As lawyers for the families of those killed have previously alleged, the new suit also claims that the valve controlling the flow of water to the home's extensive sprinkler system was in the "off" position at the time of the blaze. To make matters worse, the suit states, the alarm system designed to alert staff when water was shut off was providing a false reading — wrongly signaling that the water was flowing and available.

That issue aside, the suit contends the builders of the facility in 1997 adopted the wrong construction standard for the personal-care wing, especially given that many of its residents suffered from dementia. Adoption of a more relaxed standard, it says, was a mistake that meant too few sprinklers were installed.

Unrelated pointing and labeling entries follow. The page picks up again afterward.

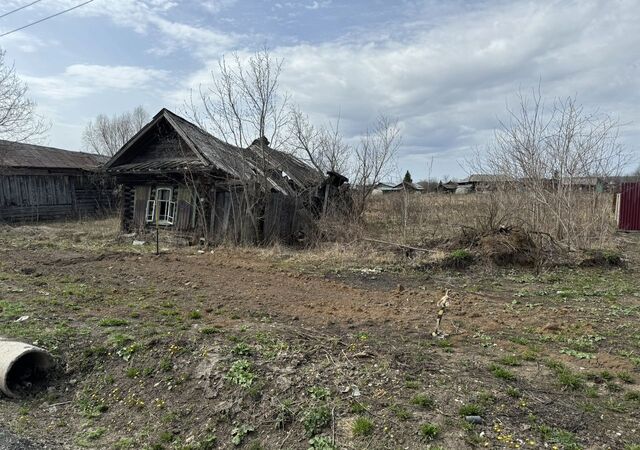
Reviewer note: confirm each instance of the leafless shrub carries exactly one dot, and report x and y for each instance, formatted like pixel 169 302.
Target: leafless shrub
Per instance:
pixel 243 100
pixel 18 118
pixel 546 157
pixel 106 135
pixel 374 159
pixel 323 147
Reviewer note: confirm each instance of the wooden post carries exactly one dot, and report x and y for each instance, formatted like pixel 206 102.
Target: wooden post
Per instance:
pixel 156 209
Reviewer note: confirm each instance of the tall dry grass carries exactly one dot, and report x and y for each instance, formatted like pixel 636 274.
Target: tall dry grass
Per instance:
pixel 420 219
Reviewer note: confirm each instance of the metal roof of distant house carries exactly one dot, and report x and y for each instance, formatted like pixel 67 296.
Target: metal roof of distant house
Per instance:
pixel 581 181
pixel 241 163
pixel 401 186
pixel 21 155
pixel 486 178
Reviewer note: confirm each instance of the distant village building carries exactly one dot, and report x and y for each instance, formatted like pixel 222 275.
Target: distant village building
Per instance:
pixel 179 177
pixel 43 183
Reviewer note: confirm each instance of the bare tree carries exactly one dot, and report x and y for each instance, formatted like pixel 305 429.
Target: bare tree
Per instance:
pixel 18 118
pixel 243 101
pixel 550 153
pixel 323 147
pixel 106 135
pixel 374 158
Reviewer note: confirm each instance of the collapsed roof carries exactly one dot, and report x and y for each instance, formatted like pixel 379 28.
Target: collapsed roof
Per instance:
pixel 205 152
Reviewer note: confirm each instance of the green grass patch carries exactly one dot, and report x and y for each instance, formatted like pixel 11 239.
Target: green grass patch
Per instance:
pixel 423 401
pixel 362 426
pixel 429 431
pixel 113 322
pixel 502 373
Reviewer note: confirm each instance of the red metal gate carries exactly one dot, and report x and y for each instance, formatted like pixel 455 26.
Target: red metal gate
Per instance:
pixel 629 219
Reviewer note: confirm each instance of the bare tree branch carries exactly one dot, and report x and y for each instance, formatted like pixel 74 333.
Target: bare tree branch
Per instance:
pixel 106 135
pixel 18 118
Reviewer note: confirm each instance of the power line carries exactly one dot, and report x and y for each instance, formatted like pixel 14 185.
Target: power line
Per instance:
pixel 46 18
pixel 18 9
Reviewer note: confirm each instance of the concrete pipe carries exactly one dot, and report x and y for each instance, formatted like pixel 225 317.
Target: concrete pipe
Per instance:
pixel 23 367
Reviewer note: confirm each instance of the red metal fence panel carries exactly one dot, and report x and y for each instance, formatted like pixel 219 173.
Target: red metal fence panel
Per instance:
pixel 629 207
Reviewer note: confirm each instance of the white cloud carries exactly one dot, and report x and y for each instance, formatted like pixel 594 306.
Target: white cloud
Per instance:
pixel 82 80
pixel 154 16
pixel 25 42
pixel 448 83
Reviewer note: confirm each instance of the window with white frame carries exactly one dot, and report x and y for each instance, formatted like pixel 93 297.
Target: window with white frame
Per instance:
pixel 165 207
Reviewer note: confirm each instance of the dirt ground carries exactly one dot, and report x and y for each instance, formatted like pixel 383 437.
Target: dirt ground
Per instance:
pixel 278 348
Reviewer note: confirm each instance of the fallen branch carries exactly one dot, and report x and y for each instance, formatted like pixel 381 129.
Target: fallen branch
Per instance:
pixel 395 244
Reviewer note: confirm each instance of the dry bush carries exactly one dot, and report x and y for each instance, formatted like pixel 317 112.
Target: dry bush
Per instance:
pixel 505 227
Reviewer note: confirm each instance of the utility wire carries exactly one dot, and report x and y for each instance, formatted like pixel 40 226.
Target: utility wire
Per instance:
pixel 18 9
pixel 47 18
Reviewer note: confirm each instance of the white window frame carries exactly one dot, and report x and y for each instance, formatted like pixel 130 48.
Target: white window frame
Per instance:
pixel 169 217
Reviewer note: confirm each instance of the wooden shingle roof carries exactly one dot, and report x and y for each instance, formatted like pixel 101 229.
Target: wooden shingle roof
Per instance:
pixel 258 161
pixel 21 155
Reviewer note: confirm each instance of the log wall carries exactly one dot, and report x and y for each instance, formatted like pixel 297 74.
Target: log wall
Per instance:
pixel 26 198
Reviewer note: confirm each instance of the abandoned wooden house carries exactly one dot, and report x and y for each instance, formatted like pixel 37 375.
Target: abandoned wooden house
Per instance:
pixel 42 183
pixel 176 176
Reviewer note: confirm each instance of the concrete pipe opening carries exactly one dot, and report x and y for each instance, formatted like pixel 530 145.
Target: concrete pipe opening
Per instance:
pixel 24 368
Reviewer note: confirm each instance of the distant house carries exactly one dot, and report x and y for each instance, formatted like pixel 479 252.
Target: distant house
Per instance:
pixel 448 187
pixel 177 176
pixel 385 188
pixel 408 187
pixel 484 182
pixel 42 183
pixel 381 188
pixel 595 184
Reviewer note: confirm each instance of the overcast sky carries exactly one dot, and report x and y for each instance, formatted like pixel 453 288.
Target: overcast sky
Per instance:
pixel 446 69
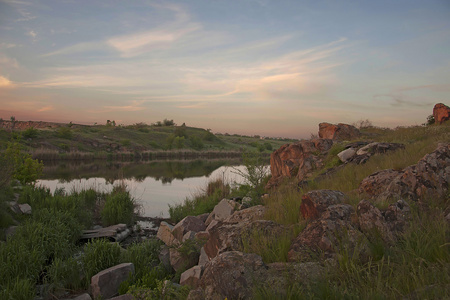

And as the Inquirer and Daily News have previously reported, the design firm for the sprinkler system put down widely different figures in different documents for incoming water available for the sprinkler network. The lawsuit cites this discrepancy in the plans, among others. Donald Vess, the designer of the system, acknowledged to a reporter that his plans included mistakes but said the errors were "typos" of little consequence, though others experts raised concerns. The company that hired Vess to do the design and the engineer that approved his sketches are named as defendants in the new suit, along with Barclay Friends' parent company, Kendal Corp.; the private water company Aqua; and Johnson Controls, the firm that conducted periodic tests of the sprinklers.

In naming Aqua, the suit notes that responding firefighters had complained of a lack of water during the blaze and that only weeks before the fire Aqua had announced a plan to replace the water main outside the facility, in part to "improve firefighting capabilities." Firefighters had to run one line 400 yards from an area hospital to fight the deadly blaze. Aqua has said that water issues had no effect on efforts to stop the fire.